Quick question about prediction result

JackieHanLab / TOSICA

Transformer for One-Stop Interpretable Cell-type Annotation

MIT License

121 stars 23 forks source link

Quick question about prediction result #3

Closed HelloWorldLTY closed 1 year ago

HelloWorldLTY commented 1 year ago

Hi, I find that in the output umaps of predict results, nearly more than 50% acinar cells are predicted as ductal cell, and also there is a new cell type in the delta part. Is it the problem of model design or the similarity of these cell types? Thanks a lot.

HelloWorldLTY commented 1 year ago

Hi, I have another question about the attention score. May I know how to extract the attention weights here to find marker genes for different cell type labels? Thanks a lot.

JackieHanLab commented 1 year ago

Thanks for your interest about our tool. Actually, acinar cells and dutcal cells are naturally similiar and you can see the Supplementary 9 result in our paper that other annotators are also confused with these two cell types. And for delta cells， bescaue there are T cells in the reference dataset, it is slightly probably for TOSICA to annotate cells in query as T cells.

The method to extract the attention is Attention Rollout.

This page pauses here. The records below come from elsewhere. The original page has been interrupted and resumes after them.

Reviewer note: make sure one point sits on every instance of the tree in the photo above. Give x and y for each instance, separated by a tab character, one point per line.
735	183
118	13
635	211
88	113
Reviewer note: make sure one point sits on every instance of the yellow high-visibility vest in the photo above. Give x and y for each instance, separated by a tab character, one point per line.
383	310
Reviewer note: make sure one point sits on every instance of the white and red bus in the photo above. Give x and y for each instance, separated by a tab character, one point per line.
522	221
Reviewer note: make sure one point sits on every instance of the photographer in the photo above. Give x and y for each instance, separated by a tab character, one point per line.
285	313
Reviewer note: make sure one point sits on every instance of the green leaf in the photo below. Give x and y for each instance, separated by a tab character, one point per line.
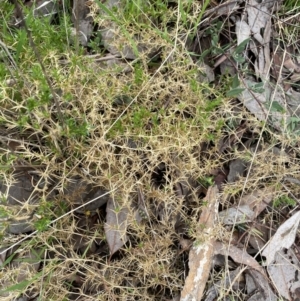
234	92
276	107
235	82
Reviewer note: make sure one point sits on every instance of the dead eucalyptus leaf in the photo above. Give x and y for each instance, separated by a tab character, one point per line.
258	287
284	274
242	31
235	216
116	225
283	238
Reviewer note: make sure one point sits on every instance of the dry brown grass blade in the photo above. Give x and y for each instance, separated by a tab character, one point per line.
201	254
238	255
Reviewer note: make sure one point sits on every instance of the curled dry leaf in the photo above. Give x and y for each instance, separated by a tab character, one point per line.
235	216
258	287
242	31
283	238
201	255
116	225
258	16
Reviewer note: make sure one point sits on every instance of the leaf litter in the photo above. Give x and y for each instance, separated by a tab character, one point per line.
269	95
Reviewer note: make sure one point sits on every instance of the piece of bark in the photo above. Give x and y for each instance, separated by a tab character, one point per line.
201	254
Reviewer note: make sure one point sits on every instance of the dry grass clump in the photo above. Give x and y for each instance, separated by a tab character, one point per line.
153	137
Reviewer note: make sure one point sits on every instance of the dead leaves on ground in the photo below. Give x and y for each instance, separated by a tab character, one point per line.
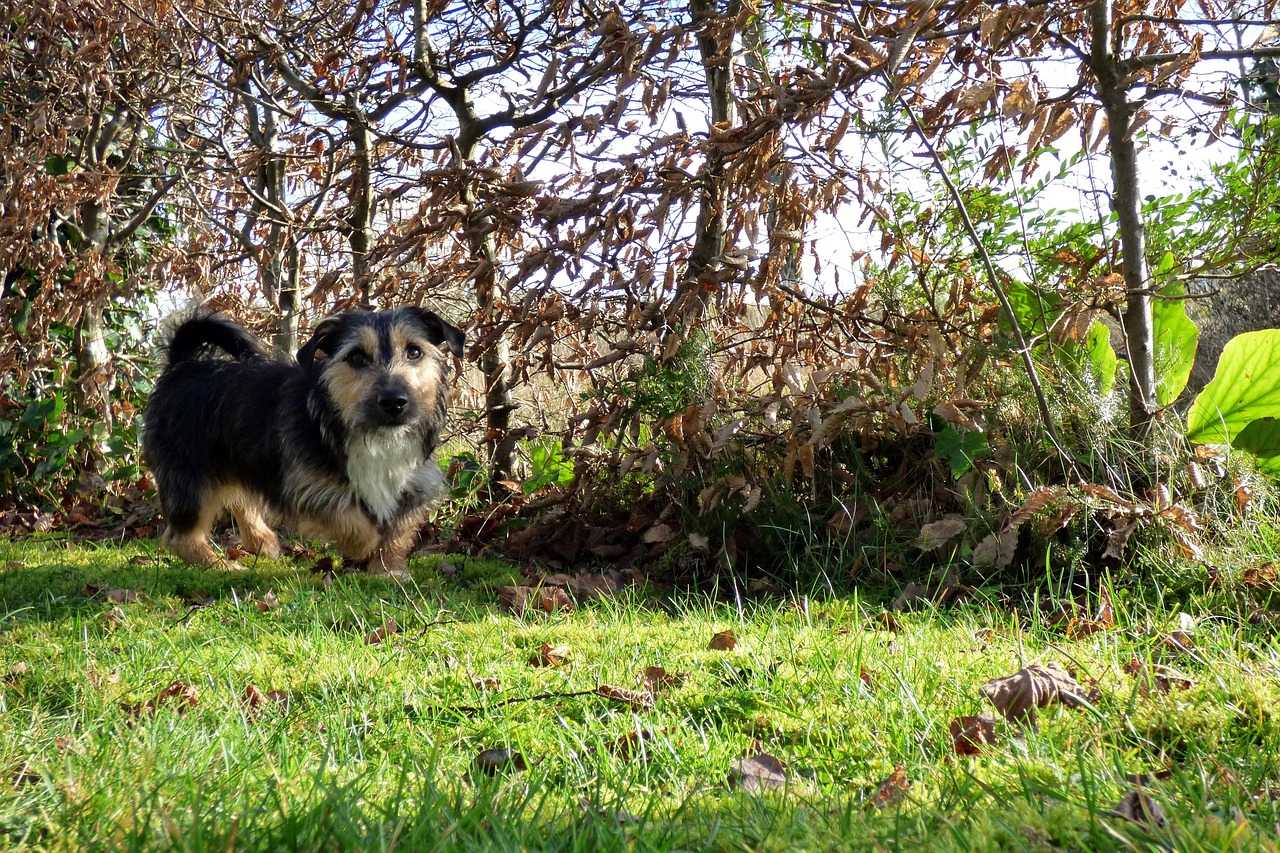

This approach comes from Quantifying Attention Flow in Transformers. We didn't try to use attention weights to find marker genes, but we used scanpy.tl.rank_genes_groups(method='wilcoxon') to fine marker pathways for different cell types.

Hope the answer can help you!

HelloWorldLTY commented 1 year ago

Hi, thanks for your answer. Actually I do not think the problems coming from the similarity of such cells. From atlas level research, these two cells are not very similar. See:

The source is from: https://www.sciencedirect.com/science/article/pii/S2405471216302927

I think the demo datasets may not be annotated well. For example, if I directly run cluser method like ledien based on this query dataset, the cells originally labeled by 'ancinar' are almostly labeled by one cluster marker.

Thanks for your work about attention, I will take a look at it and have a try.